Besides a lot of other interesting news, Tara Smith’s Aetiology has an update on the case of Robert Farrell, the geneticist who got into trouble for supplying generally harmless bacteria to an artist who used them in an exhibition. The good news is that the case was dismissed (although the Feds can still appeal it).
For the aficionados of Epulopiscium, that Gargantua among bacteria, a new article reports that cells of this fish-gut-dwelling organism are polypoid in the extreme. This gives them some of the advantages of a multicellular organism, a point that Cesar Sanchez discusses (along with some highly pertinent links) in his blog Twisted Bacteria.
In Spanish, Miguel Vicente’s Esos Pequeños Bichitos (Those Small Little Bugs) has a revealing and informative article on Robert Koch and aspects of his private life. Worth polishing up the Spanish you learned in school.
And while you’re brushing up on languages, a blog in French, Le blog des bactéries et de l'évolution deals with the 150th anniversary of the birth of Theodor Escherich, the German physician after whom our best known cellular organism is named. This occasion was also celebrated in 2007 in Nature Reviews Microbiology.
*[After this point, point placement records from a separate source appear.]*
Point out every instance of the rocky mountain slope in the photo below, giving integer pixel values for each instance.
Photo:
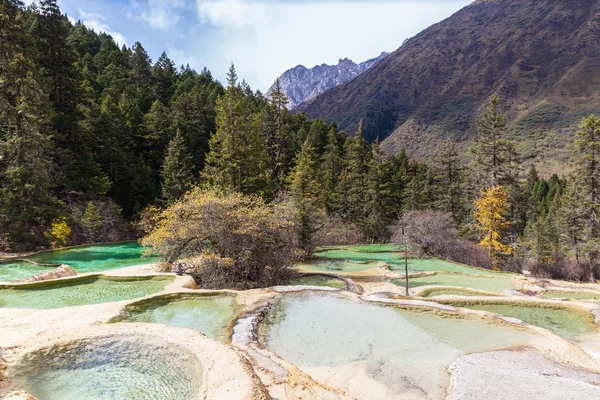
(541, 56)
(302, 84)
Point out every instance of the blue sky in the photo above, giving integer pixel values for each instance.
(262, 37)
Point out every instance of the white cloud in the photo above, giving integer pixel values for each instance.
(97, 22)
(235, 13)
(160, 14)
(267, 41)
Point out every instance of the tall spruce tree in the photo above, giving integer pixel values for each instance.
(309, 213)
(357, 163)
(586, 173)
(178, 170)
(27, 203)
(378, 204)
(491, 151)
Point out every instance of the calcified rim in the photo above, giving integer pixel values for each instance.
(225, 373)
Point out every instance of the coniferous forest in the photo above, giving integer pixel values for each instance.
(93, 134)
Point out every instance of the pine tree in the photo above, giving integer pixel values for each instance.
(331, 167)
(357, 168)
(27, 204)
(493, 155)
(238, 159)
(305, 192)
(451, 180)
(379, 207)
(586, 172)
(91, 221)
(177, 172)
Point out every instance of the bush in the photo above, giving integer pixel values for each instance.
(227, 241)
(432, 233)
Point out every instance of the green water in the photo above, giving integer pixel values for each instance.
(337, 266)
(565, 322)
(80, 291)
(576, 295)
(360, 256)
(212, 315)
(407, 351)
(119, 369)
(485, 283)
(319, 280)
(96, 258)
(375, 248)
(454, 292)
(434, 265)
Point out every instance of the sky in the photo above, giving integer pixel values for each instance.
(263, 38)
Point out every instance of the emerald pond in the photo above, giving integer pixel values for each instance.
(485, 283)
(318, 280)
(567, 322)
(95, 258)
(124, 368)
(80, 291)
(570, 294)
(213, 315)
(416, 265)
(407, 351)
(334, 265)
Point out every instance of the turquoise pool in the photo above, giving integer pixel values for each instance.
(95, 258)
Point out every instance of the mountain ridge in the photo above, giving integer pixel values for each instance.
(539, 55)
(302, 84)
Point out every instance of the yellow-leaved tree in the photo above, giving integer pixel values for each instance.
(490, 208)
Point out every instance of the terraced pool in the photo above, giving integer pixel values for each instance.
(123, 368)
(485, 283)
(212, 315)
(569, 323)
(404, 352)
(96, 258)
(319, 280)
(338, 266)
(80, 291)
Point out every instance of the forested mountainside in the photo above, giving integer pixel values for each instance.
(541, 56)
(301, 84)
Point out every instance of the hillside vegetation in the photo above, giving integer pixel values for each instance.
(540, 56)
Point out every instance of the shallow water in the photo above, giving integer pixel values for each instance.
(376, 248)
(359, 256)
(485, 283)
(82, 259)
(434, 265)
(452, 292)
(576, 295)
(81, 291)
(566, 322)
(407, 351)
(318, 280)
(120, 369)
(213, 315)
(337, 266)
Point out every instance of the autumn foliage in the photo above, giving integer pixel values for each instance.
(231, 241)
(490, 208)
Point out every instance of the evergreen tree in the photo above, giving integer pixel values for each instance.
(451, 182)
(357, 162)
(492, 153)
(331, 167)
(305, 191)
(177, 172)
(27, 203)
(379, 207)
(238, 158)
(586, 172)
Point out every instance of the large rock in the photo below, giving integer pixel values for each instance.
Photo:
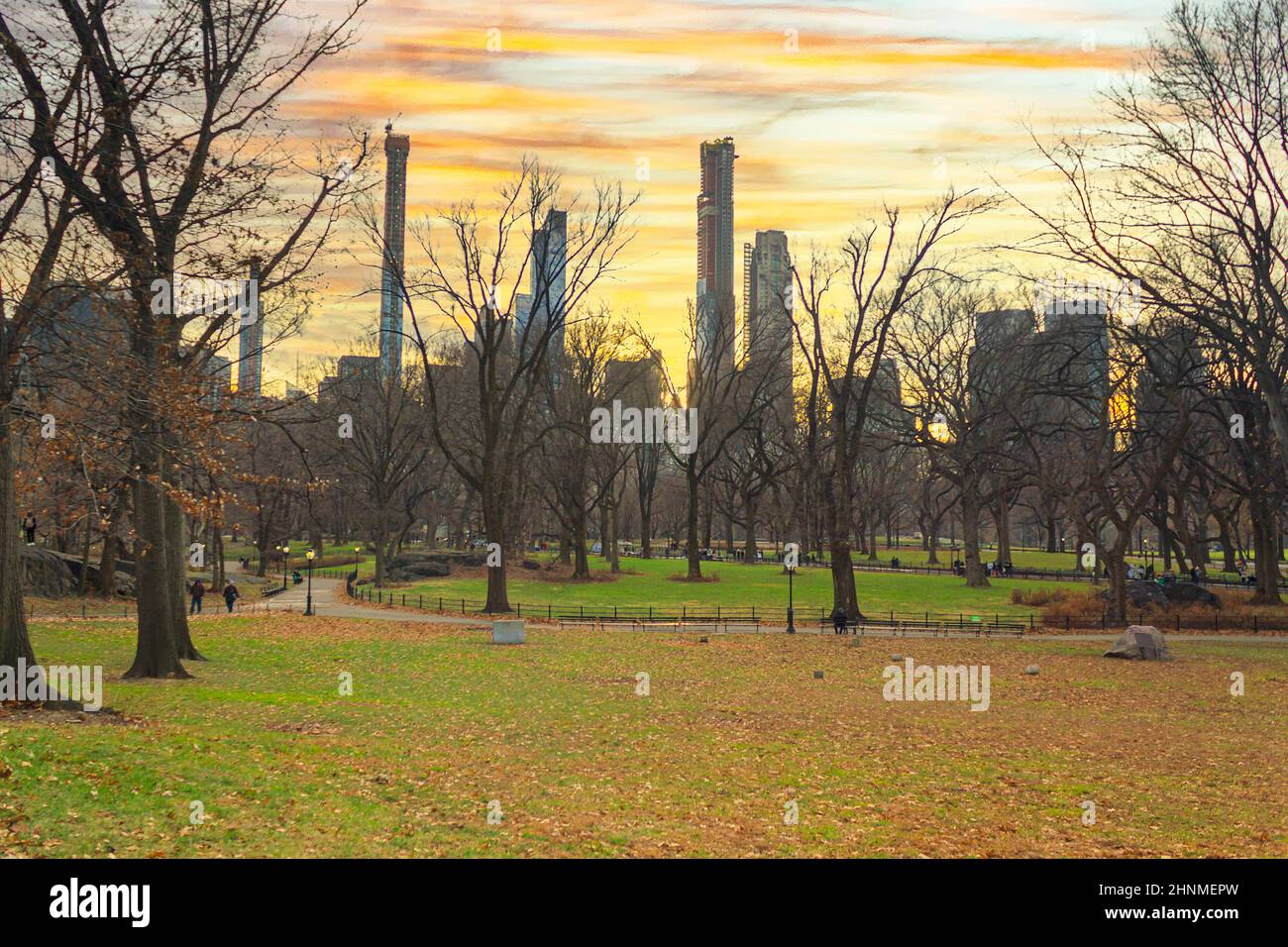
(46, 574)
(1128, 644)
(50, 574)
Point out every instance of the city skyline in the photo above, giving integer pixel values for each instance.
(833, 111)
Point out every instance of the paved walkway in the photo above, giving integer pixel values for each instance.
(329, 599)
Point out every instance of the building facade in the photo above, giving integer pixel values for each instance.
(397, 147)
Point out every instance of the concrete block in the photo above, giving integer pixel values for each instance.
(507, 631)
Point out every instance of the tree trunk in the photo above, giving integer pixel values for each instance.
(581, 570)
(494, 525)
(975, 578)
(1003, 519)
(178, 557)
(1266, 552)
(645, 528)
(1227, 545)
(381, 545)
(14, 642)
(692, 525)
(1116, 557)
(838, 514)
(614, 562)
(156, 652)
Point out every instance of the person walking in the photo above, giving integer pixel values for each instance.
(231, 595)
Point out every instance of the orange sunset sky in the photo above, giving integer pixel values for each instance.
(836, 107)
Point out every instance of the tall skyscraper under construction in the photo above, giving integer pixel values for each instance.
(250, 356)
(542, 308)
(397, 149)
(715, 290)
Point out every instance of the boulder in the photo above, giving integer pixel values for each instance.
(1128, 644)
(507, 631)
(46, 574)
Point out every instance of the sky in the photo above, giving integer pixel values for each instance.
(836, 107)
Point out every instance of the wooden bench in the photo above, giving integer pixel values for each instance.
(887, 629)
(692, 624)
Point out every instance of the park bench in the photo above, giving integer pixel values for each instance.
(885, 628)
(686, 624)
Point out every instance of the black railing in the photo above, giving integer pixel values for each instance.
(1031, 621)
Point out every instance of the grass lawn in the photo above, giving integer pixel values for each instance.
(441, 723)
(739, 586)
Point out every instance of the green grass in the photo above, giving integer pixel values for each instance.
(647, 582)
(441, 723)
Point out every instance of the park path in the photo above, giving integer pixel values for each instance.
(329, 599)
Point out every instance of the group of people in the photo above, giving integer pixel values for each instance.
(197, 590)
(993, 570)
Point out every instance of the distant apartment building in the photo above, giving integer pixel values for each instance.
(250, 355)
(542, 309)
(715, 298)
(1003, 339)
(219, 376)
(397, 149)
(1076, 344)
(768, 334)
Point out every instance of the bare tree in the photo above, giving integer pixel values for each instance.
(842, 346)
(181, 180)
(468, 295)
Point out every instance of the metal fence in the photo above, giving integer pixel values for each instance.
(956, 620)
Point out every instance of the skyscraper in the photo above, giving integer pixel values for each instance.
(767, 279)
(250, 356)
(768, 335)
(715, 290)
(397, 149)
(544, 305)
(1077, 337)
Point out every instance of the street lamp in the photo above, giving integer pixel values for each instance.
(308, 602)
(791, 573)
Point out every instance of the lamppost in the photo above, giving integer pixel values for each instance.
(790, 562)
(308, 600)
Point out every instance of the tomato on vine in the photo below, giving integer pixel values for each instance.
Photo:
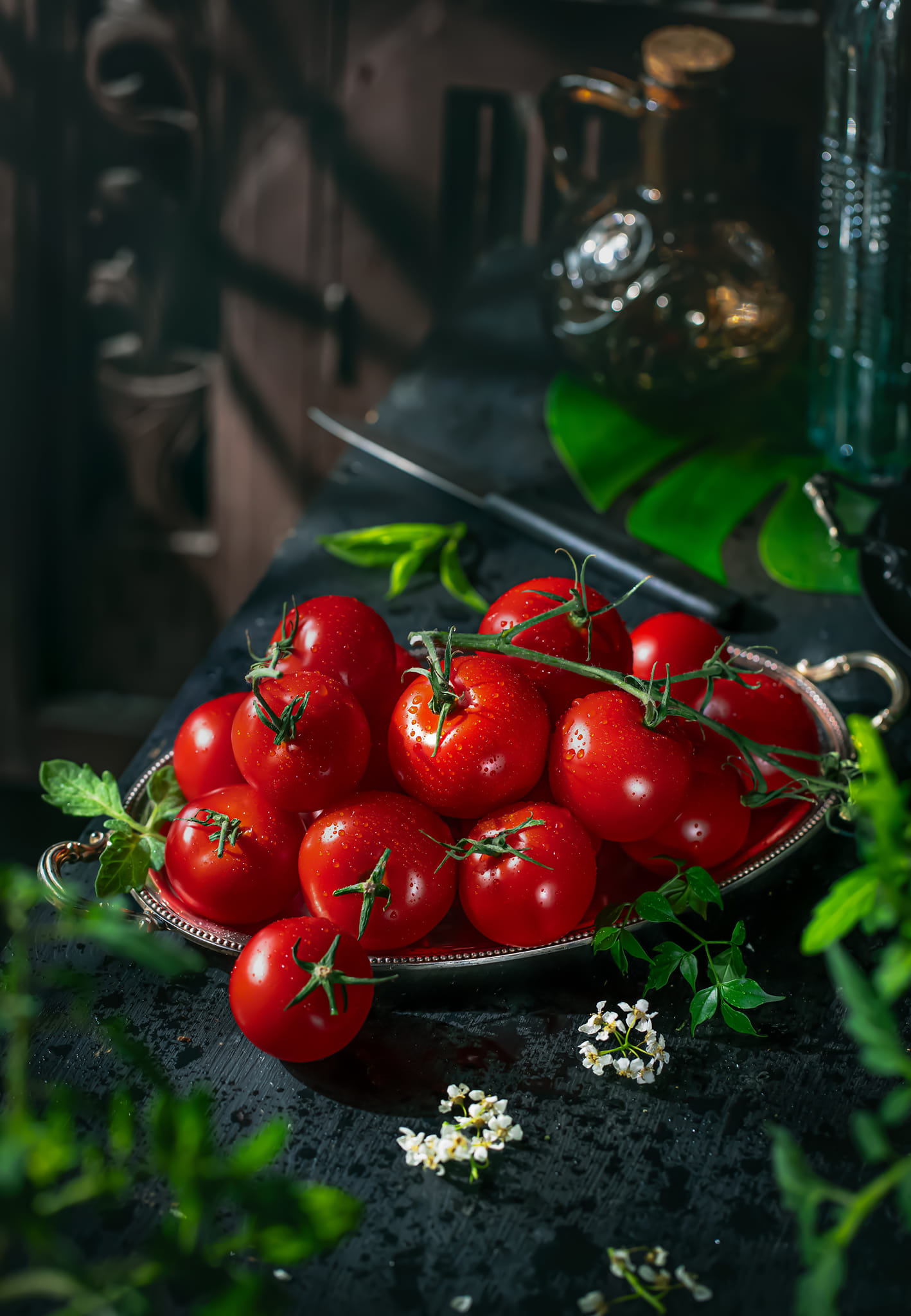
(469, 738)
(619, 777)
(302, 740)
(232, 857)
(203, 758)
(377, 866)
(527, 874)
(577, 636)
(301, 989)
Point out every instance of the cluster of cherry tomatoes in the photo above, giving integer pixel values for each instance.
(344, 805)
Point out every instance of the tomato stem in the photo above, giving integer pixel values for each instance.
(371, 889)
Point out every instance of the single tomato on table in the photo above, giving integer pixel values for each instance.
(621, 778)
(493, 747)
(563, 637)
(282, 963)
(532, 876)
(302, 740)
(680, 641)
(232, 857)
(346, 640)
(203, 756)
(384, 856)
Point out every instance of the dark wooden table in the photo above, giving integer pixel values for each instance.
(684, 1162)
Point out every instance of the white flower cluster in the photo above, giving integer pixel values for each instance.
(482, 1127)
(652, 1272)
(630, 1056)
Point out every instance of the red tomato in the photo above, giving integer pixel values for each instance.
(346, 640)
(682, 643)
(560, 637)
(266, 977)
(326, 754)
(493, 745)
(621, 778)
(519, 902)
(256, 876)
(342, 848)
(203, 758)
(772, 715)
(710, 828)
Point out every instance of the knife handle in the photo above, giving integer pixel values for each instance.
(680, 587)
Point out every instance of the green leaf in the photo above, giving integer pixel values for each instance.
(735, 1019)
(893, 974)
(403, 570)
(125, 862)
(78, 790)
(655, 909)
(849, 900)
(689, 969)
(260, 1150)
(165, 794)
(632, 947)
(453, 577)
(869, 1136)
(702, 1007)
(747, 994)
(666, 958)
(703, 886)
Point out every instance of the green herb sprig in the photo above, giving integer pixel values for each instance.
(135, 845)
(406, 546)
(729, 986)
(876, 896)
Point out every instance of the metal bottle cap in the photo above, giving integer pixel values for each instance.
(681, 57)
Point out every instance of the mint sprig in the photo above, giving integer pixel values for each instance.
(135, 845)
(405, 547)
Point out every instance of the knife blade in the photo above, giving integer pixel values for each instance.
(558, 526)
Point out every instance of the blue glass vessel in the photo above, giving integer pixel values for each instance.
(860, 328)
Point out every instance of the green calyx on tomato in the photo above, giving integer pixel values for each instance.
(371, 889)
(326, 975)
(494, 845)
(266, 668)
(285, 725)
(227, 830)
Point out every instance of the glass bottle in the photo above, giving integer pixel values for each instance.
(657, 289)
(860, 325)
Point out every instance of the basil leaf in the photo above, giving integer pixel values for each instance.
(403, 570)
(747, 994)
(653, 907)
(703, 1006)
(78, 790)
(847, 903)
(454, 580)
(125, 862)
(165, 794)
(703, 886)
(734, 1019)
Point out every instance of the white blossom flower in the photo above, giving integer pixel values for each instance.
(412, 1145)
(593, 1303)
(700, 1292)
(655, 1045)
(637, 1015)
(621, 1263)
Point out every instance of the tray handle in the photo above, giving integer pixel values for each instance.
(78, 852)
(865, 660)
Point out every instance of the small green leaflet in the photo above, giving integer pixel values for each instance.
(78, 790)
(405, 547)
(125, 862)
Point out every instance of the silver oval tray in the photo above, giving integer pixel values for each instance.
(457, 945)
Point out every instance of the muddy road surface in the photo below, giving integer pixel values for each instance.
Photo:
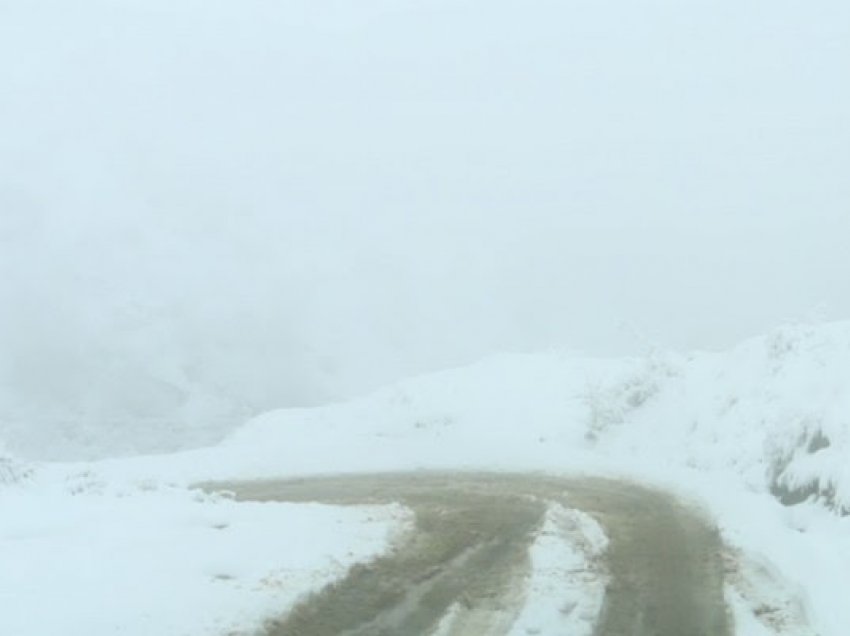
(469, 550)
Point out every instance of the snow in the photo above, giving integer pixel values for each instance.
(567, 586)
(83, 558)
(743, 434)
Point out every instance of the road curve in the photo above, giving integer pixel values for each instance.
(469, 549)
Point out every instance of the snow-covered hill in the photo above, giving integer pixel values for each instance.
(759, 435)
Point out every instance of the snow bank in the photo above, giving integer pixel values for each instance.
(756, 434)
(85, 557)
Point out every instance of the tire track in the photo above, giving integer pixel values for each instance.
(469, 549)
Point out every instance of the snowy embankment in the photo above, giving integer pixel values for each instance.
(758, 435)
(86, 557)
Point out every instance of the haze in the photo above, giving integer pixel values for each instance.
(212, 208)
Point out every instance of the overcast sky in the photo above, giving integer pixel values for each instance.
(289, 202)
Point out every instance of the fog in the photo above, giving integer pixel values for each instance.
(208, 209)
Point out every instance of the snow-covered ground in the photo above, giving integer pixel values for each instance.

In Evilutionary Biologist, John Dennehy deals with the perennial question: Are viruses alive? We maintain that this should only be asked after a few beers. As a good geneticist, John answered: Living entities are those that evolve via natural selection, and surely viruses should be included in that category. The argument continues, no?
Carl Zimmer’s The Loom talks about his soon-to-appear book: Microcosm: E. coli and the New Science of Life. Having read some of it in draft form, I can heartily applaud this birth.